Iron Angel by Alan Campbell

Tor, 2009, 435p

See my review of Campbell’s Scar Night for the usual caveat.

This is volume 2 of The Deepgate Codex and features characters from that book – some of whom are dead. It is in three parts which at first seem totally unrelated but do begin to interweave.

There are some startling images within its pages. A giant skyship pulled along on a rope tether by a man named John Anchor. The Iron Angel of the title, a vast mechanical construct driven by the soul of one of the characters (inspired perhaps by the Angel Of The North?) A hell where characters inhabit themselves – embodied as walls, floor and ceiling.

It was here I began to lose interest a little as the characters could manipulate “reality” at will and generate objects out of thin air. This is one of my quibbles with utter fantasy. When anything is possible how much actually has any meaning? And what jeopardy is present when people are already dead? (OK, there is, perhaps, eternal torment to avoid but is this sufficient to carry us through?) Hence my preference for SF.

The Deepgate of Scar Night, while refreshingly post-mediæval, was pre-mass industrial; yet here we have battleships, locomotives and steamboats. We also have the intrusion of a plethora of gods and their adherents. The more focused vision of Scar Night has become somewhat diffused.

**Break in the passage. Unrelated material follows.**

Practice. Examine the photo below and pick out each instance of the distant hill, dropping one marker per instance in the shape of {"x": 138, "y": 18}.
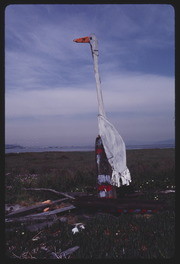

What made that earlier book so memorable and distinctive was the city of Deepgate itself, a gloomy, brooding presence, hanging over an abyss from a network of chains, and the complex interactions of the characters who lived there. Since, towards the end of Scar Night, most of Deepgate fell into the chasm over which it was suspended we no longer have that unique vision to bolster the narrative. A whiff of contractual obligation hangs over proceedings.

Yet Campbell can write. Some of his descriptions are excellent and he has an eye/ear for portraying character with subtlety and a few telling phrases.

Personally I’d have liked him to try his hand at another scenario but I suspect the commercial imperative to follow Scar Night with something similar in order to please its fans weighed too heavily in the construction of Iron Angel. And, disappointingly, despite a climactic battle, this novel is not truly rounded off. The ending here is something of a cliffhanger, probably to set up the third Deepgate Codex volume God Of Clocks. (Which does have an excellent prologue. It’s printed at the back of this edition; a practice by publishers which is rather naff. I read it earlier – as a writers’ group submission. On the basis of that alone I will read God Of Clocks.)